In this post, I’d like to talk about how to create your own dataset, process it and make data batches ready to be fed into your neural networks, with the help of PyTorch.
In PyTorch, in order to feed your own training data into the network, you will mainly deal with two classes: the Dataset class and the Dataloader class. Now I will explain in more detail what they do.
Create your Dataset
class#
Overview#
Dataset
class is used to provide an interface for accessing all the training
or testing samples in your dataset. In order to achieve this, you have to
implement at least two methods, __getitem__
and __len__
so that each
training sample (in image classification, a sample means an image plus its
class label) can be accessed by its index.
In the initialization part of the class, you should collect a list of all the images and its labels in the dataset. When we want to get a particular sample, we then read the image, transform it and return the transformed image and the corresponding label.
A good example is ImageFolder
class provided by torchvision
package, you
can check its source code
here
to get a sense of how it actually works.
Data augmentation and preprocessing#
Data augmentation and preprocessing is an important part of the whole
work-flow. In PyTorch, we do it by providing a transform
parameter to the
Dataset
class. Transform
are class object which are called to process the
given input. You can cascade a series of transforms by providing a list of
transforms to
torchvision.transforms.Compose
method. Then the given transforms will be performed on the input in the order
they appear.
It should be noted that some of the transforms are for PIL
image object, such
as
RandomCrop()
and
Resize().
Other transforms are for torch Tensor
, such as
Normalize.
If your dataset contains images, you should first perform all transforms
expecting PIL
image object, then convert PIL
image to Tensor
using
ToTensor()
method. The ToTensor
transform will convert PIL
image to torch Tensor
of
shape $H\times W\times C$, with its values in the range [0.0, 1.0].
The Normalize
transform expects torch tensors. Its parameters are the means
and standard deviations of RGB channels of all the training images. For
ImageNet, the devs have already done that for us, the normalize transform
should be
normalize = transforms.Normalize(mean=[0.485, 0.456, 0.406],
std=[0.229, 0.224, 0.225])
For your own dataset, you have to calculate the statistics yourself.

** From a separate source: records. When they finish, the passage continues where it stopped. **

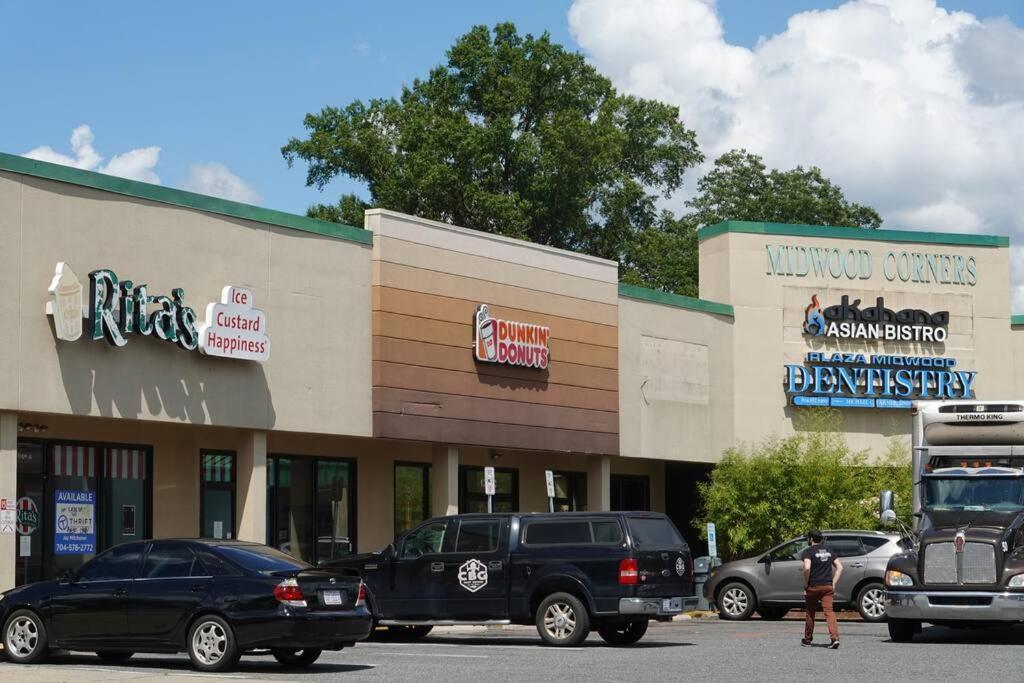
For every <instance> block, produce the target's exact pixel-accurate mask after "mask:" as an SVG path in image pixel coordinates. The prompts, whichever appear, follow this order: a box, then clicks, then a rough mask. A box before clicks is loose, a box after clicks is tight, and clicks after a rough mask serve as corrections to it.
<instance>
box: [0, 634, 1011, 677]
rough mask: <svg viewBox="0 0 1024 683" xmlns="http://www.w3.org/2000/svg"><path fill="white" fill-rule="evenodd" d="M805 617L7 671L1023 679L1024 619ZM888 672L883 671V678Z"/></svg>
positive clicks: (77, 665)
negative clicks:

Create data batch using Dataloader
#
Although we can access all the training data using the Dataset
class, but
that is not enough. For deep learning, we need the functionality such as
batching, shuffling, multiprocess data loading, etc. This is what the
Dataloader
class do.
The Dataloader
class accept a dataset and other parameters such as
batch_size
, batch_sampler
and number of workers
to load the data and so
on… Then we can iterate over the Dataloader
to get batches of training data
and train our models.
Loading variable size input images#
By default, Dataloader
use
collate_fn
method to pack a series of images and target as tensors (first dimension of
tensor is batch size). The default collate_fn
expects all the images in a
batch to have the same size because it uses torch.stack()
to pack the images.
If the images provided by Dataset
have variable size, you have to provide
your custom collate_fn
. A simple example is shown below:
# a simple custom collate function, just to show the idea
# `batch` is a list of tuple where first element is image tensor and
# second element is corresponding label
def my_collate(batch):
data = [item[0] for item in batch] # just form a list of tensor
target = [item[1] for item in batch]
target = torch.LongTensor(target)
return [data, target]
Conclusion#
In this post, I give an introduction to the use of Dataset
and Dataloader
in PyTorch. Dataset
is used to access single sample from your dataset and
transform it, while Dataloader
is used to load a batch of samples for
training or testing your models. If your training images have variable size,
you may also have to use your own custom collate_fn
.